Program Manager at Microsoft and Cornell College of Engineering Alumni

What inspired you to pursue engineering at Cornell?

When I was in high school, I was always interested in problem-solving and found engineering as an outlet for this. My first introduction to engineering was building electric car models and wiring together circuit boards. I just really enjoyed having that hands-on education and figuring out why things worked so I applied for the college of engineering at Cornell.

I had never taken a computer science class before but it was required for the engineering degree. I took Python in my second semester which opened my eyes to the world of computer science. I just thought it was amazing to find this new way to think about problems. I majored in Information Science, Systems, and Technology which has around half of the requirements of a typical computer science degree but also included design-oriented classes and ethics. Ultimately, I chose to focus on design because I enjoyed planning and imagining the possibilities more so than software engineering.

What was your favorite class or professor at Cornell?

My favorite class was Designing Technology for Social Impact taught by Phoebe Sangers. The class teaches you about the different considerations that go into technology as well as different types of design. For example, participatory design is where the people you're designing for are actively participating in the design process in a way that eliminates barriers between designers and customers. Overall, the class was about contextualizing technology and how we use it in the world.

You have interned for a start-up/non-profit organization and Microsoft. Can you talk about the similarities and differences between those experiences?

Before Microsoft, I worked for a non-profit biotech incubator helping biotech companies in the Cleveland area. I worked with an early-stage startup to help them plan where they could enter the market and how they should market to hospitals, patients, and providers. For this project, I had to figure out how we should break down a big problem into smaller pieces which I think helped me at my Microsoft internship.

At Microsoft, my team, Fast Track for Azure, was fairly new so I was just given an open-ended project and I had to make those initial prioritization steps. For example, most of my days were in meetings with “clients” which, for my project, were internal Microsoft employees. We talked about what they wanted to change about the current product I was working on. I also met with developers to talk about the feasibility of my designs. Other times, I was analyzing the data that I collected from people to develop mock-ups and prototypes. I didn't get very far though because the initial planning steps were more the focus for PM (Program Manager) internships.

Everyone's internship experience can be different though; a lot of my friends who also had internships in Microsoft were given a more specific goal. There is definitely a range of how technical you can get as a PM though which is what I love about it. You can involve yourself as much as you want to with the software process, but also make high-level decisions about what to change about a product.

Can you talk about the internship application and interview process?

I first submitted my application then had an on-campus interview. They asked more behavioral questions to scope out what team I would be a good fit for. In the next round, they flew me out to the Microsoft Headquarters and I did five interviews in one day. I met with multiple people from one team but they were all from different subgroups. Those interviews ranged from behavioral, technical, brainteasers, design, etc.

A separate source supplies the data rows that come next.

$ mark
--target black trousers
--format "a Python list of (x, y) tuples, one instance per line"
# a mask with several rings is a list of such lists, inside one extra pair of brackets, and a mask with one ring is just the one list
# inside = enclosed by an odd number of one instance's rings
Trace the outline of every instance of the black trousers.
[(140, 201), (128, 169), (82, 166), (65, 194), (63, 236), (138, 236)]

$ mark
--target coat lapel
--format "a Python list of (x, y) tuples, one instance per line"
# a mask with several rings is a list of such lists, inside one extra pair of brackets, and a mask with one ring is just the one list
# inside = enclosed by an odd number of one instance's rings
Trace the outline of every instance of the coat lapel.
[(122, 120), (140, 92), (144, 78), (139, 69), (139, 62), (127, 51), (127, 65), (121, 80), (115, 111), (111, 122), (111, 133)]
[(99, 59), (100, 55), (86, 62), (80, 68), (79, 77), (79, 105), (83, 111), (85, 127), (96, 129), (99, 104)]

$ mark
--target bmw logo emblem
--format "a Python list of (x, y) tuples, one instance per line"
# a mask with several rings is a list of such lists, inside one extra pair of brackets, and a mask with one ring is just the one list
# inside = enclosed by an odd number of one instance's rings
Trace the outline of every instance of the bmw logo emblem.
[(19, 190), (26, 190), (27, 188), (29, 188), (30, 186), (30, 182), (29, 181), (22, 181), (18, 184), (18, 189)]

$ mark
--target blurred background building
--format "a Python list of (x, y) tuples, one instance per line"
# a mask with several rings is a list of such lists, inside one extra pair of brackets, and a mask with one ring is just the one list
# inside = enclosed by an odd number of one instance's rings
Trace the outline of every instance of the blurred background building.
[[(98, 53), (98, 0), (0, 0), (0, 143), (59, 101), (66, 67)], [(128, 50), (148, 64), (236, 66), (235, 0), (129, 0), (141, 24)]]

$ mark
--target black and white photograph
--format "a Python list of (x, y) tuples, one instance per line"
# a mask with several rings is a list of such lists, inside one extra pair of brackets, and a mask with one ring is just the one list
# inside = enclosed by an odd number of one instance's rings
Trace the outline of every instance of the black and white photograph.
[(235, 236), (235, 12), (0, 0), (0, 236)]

The most common tip I heard from recruiters was to be passionate about your work. During the interview especially, it’s important to speak about your experiences in a way that makes people excited to learn more about it and more about you.

What was the application process like to go from intern to full-time employee?

You find out in your last or second to last week of the internship whether or not you’ll be getting a return offer. You have around one to two months to respond depending on your school. During my internship, I talked to different teams within Microsoft because if you want to change teams, you have to submit a request around halfway through the internship. I also talked to other companies during the school year. I ultimately decided on Microsoft because I was able to dive right in as a program manager and the team that I was in really wanted to see me grow in my career.

What advice would you give to young girls pursuing a career in STEM?

Always know that you can truly do anything no matter what others say but also pursue things because you are passionate about it and not because it’s an uncharted path.